Improved induction programs help boost retention rates by acclimatising and assimilating articled clerks.

The best way firms can ensure that the articled clerks they have selected fit the culture and strategy of the firm and have the right attitude is by investing time in them once they have joined. Evidence suggests that hiring, retaining and making today’s workers productive requires a series of experiences and events to assimilate and socialise the newcomer into the organisation and job.

The objectives of an articled clerk induction program should be to:

  • build employee identification with the employer;
  • build a positive attitude in the articled clerk;
  • communicate company culture, values and priorities;
  • encourage socialisation and team building;
  • help avoid misunderstandings;
  • make the articled clerk feel valued;
  • model good customer service behaviour to the articled clerk;
  • relieve articled clerk anxiety and set expectations; and
  • shorten the learning curve of articled clerks.

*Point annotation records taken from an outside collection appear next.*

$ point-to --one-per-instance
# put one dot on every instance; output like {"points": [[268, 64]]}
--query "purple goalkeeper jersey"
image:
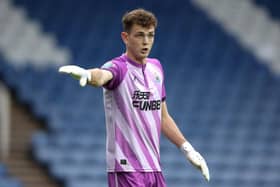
{"points": [[132, 102]]}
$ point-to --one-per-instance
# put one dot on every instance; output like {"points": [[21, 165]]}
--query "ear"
{"points": [[124, 36]]}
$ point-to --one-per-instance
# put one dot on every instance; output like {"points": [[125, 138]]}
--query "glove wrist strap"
{"points": [[186, 147]]}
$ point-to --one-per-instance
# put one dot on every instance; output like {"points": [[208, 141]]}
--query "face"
{"points": [[139, 42]]}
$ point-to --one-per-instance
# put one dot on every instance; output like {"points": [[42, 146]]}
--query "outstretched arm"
{"points": [[96, 77], [172, 132], [170, 129]]}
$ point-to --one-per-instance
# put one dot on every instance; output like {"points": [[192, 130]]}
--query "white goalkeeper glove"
{"points": [[196, 159], [77, 72]]}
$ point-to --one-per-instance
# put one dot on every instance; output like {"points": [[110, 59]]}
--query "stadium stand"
{"points": [[6, 180], [224, 100]]}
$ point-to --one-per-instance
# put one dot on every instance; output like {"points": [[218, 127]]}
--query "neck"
{"points": [[139, 61]]}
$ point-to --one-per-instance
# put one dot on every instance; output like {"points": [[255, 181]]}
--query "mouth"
{"points": [[144, 50]]}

The critical components of an induction program are:

  • pre-arrival;
  • getting started;
  • formal training;
  • coaching and mentoring; and
  • measuring and evaluating.

Pre-arrival

It is important to ensure the contact the firm has with the articled clerk during the hiring process is positive and consistent.

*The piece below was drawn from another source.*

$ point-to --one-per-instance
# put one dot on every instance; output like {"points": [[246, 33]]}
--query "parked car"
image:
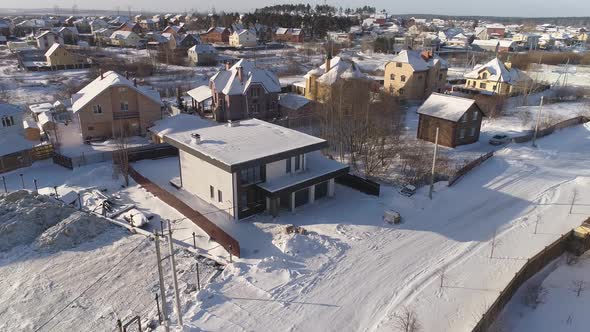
{"points": [[408, 190], [499, 140]]}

Welcome letters and calls set the tone for the articled clerk to form a positive and lasting impression. This time should also be used to communicate first-day information including parking, dress code, schedule and other employment policies. It is also a good time to provide independent reading materials including employee communication materials such as newsletters and intranet notices. This information should help the articled clerk begin to adapt to the company culture.

Getting started

The primary aim is to orientate new employees and the first task should be to greet the articled clerks and ensure all required documentation such as tax forms, confidentiality agreements and staff profiles has been completed.

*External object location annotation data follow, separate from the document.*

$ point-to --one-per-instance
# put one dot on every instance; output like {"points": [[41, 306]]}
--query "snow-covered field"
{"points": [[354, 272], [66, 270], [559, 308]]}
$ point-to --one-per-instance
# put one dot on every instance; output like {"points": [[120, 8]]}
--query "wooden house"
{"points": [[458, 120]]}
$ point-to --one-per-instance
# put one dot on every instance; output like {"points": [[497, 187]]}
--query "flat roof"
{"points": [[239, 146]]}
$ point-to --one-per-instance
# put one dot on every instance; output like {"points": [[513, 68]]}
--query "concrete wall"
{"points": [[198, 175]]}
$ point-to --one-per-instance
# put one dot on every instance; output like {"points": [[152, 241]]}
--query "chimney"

There should be a systematic and thorough introduction to the company, department and job with an opportunity for them to meet the firm’s leaders. Reading materials and group meetings can facilitate this process. A model staff induction program, including checklists, is available on the Law Institute website at http://www.liv.asn.au/services/services-Human.html.

Formal training

After the initial orientation for assimilating, educating and training articled clerks, formal training should begin. The principal has full responsibility for this process.

Tactics include:

  • setting objectives and allocating appropriate work;
  • facilitating an understanding of company processes and practices through hands-on training, rotation or shadowing;
  • teaching company goals and strategies; and
  • providing information on handouts or intranet that the employees can reference.

Formal training for recent graduates should aim to ease their transition to work life and allow them to build a personal and professional network. Membership of the Institute, particularly the Young Lawyers’ Section, can provide articled clerks with access to a package of services and benefits that gives them an advantage in their future career pursuits within the legal profession. Services such as the library, bookshop, continuing professional development, Institute Sections and publications will be made available to them so they can take responsibility for their own training, development and contribution within the legal profession.

Coaching and mentoring

This is a process for creating a smooth transition for articled clerks to become familiar with the firm culture and environment and is usually best done by their peers and staff in the firm other than their immediate manager.

This process can involve tours of the workplace or work areas and meetings with clients. Pre-planned introductions and substantive conversations with partners, senior team members and direct reports should also generate familiarity with company resources and systems.

Establishing personal networks through Young Lawyers’ events at the Institute is also a useful way for articled clerks to develop themselves.

Measuring and evaluating

This is an ongoing process designed to measure and evaluate the success of the articled clerk and the induction program.

It requires the employer to develop objectives and meet regularly with the articled clerk in the first year.

It is important that initial induction sessions be followed up with periodic one-on-one meetings between the articled clerk and supervisor to find out how the articled clerk feels about the new job, and give the clerk the opportunity to ask questions and clear up misunderstandings.

The key to the success of an induction program is to avoid complex structures and materials, have clear induction material and stress simplicity. Firms must convey a strong message to business units and staff that induction programs are a priority.

Well-structured and administered inductions programs can reduce company liability and turnover and result in articled clerks who know that they are supported.